Fixed income fund managers are confident that a Brexit will not happen in the next two years, a recent multi-manager survey from Aviva Investors shows.
The survey canvassed 26 fixed income fund managers, mainly based in the UK, managing a combined £2trn in assets globally.
Aviva also recently found, conversely, that 20 per cent of equity managers believe Brexit will happen.
Over two thirds of the fixed income mangers surveyed do not expect returns of more than three per cent for either corporate or sovereign bonds. Just 10 per cent of those surveyed expect returns of between four and six per cent and 15 per cent expect negative returns.

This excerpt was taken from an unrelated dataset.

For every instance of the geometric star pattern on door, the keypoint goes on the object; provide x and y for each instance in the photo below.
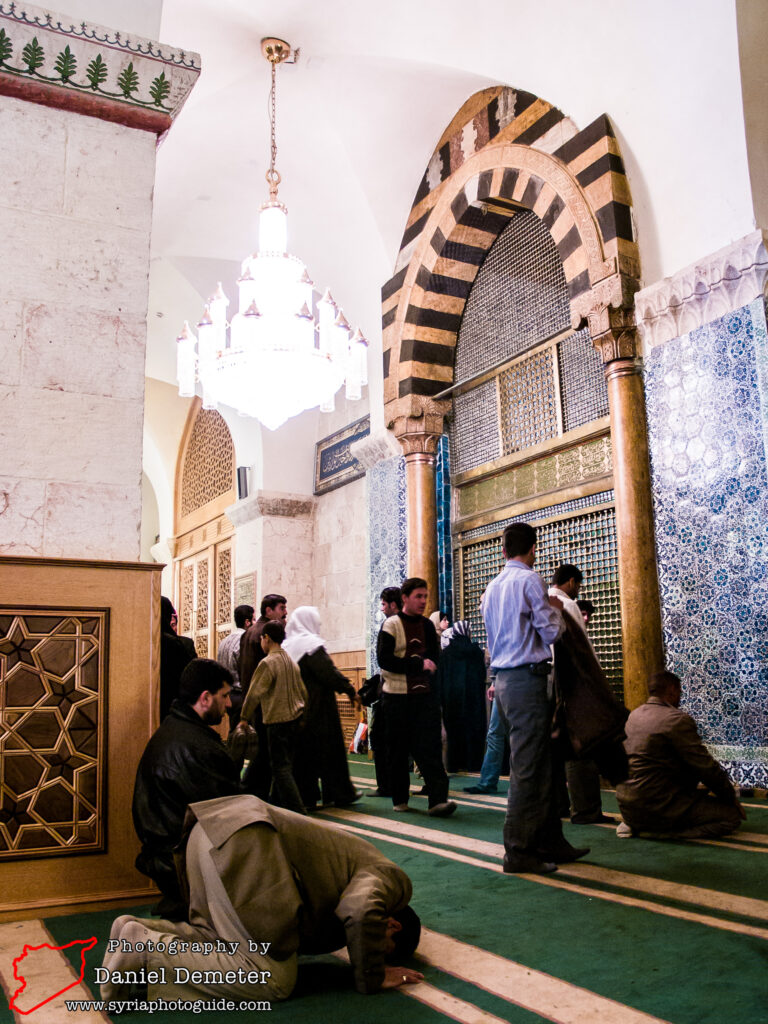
(52, 731)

For sovereign bonds, 79 per cent of the fund managers expect returns of between 0 and 3 per cent and 15 per cent expect negative returns. Half of the managers anticipate negative returns for local currency emerging market debt, the survey finds.
Nearly 50 per cent of respondents also see a lack of liquidity as the biggest risk facing corporate bonds, with the second biggest concern being the withdrawal of quantitative easing and low absolute yields.
Aviva Investors head of multi-manager research Ian Aylward says: “Fixed income investors seem downbeat this year. For example, over 80 per cent expect corporate bonds returns to be negative or below 3 per cent whilst just over half expect outright negative returns from Local Currency EMD.
“Sixty per cent expect a rate rise in the UK before year end. That said, a very rare unanimous response was received – 100 per cent of managers do not expect a Brexit. This is very different to what public opinion polls would suggest.”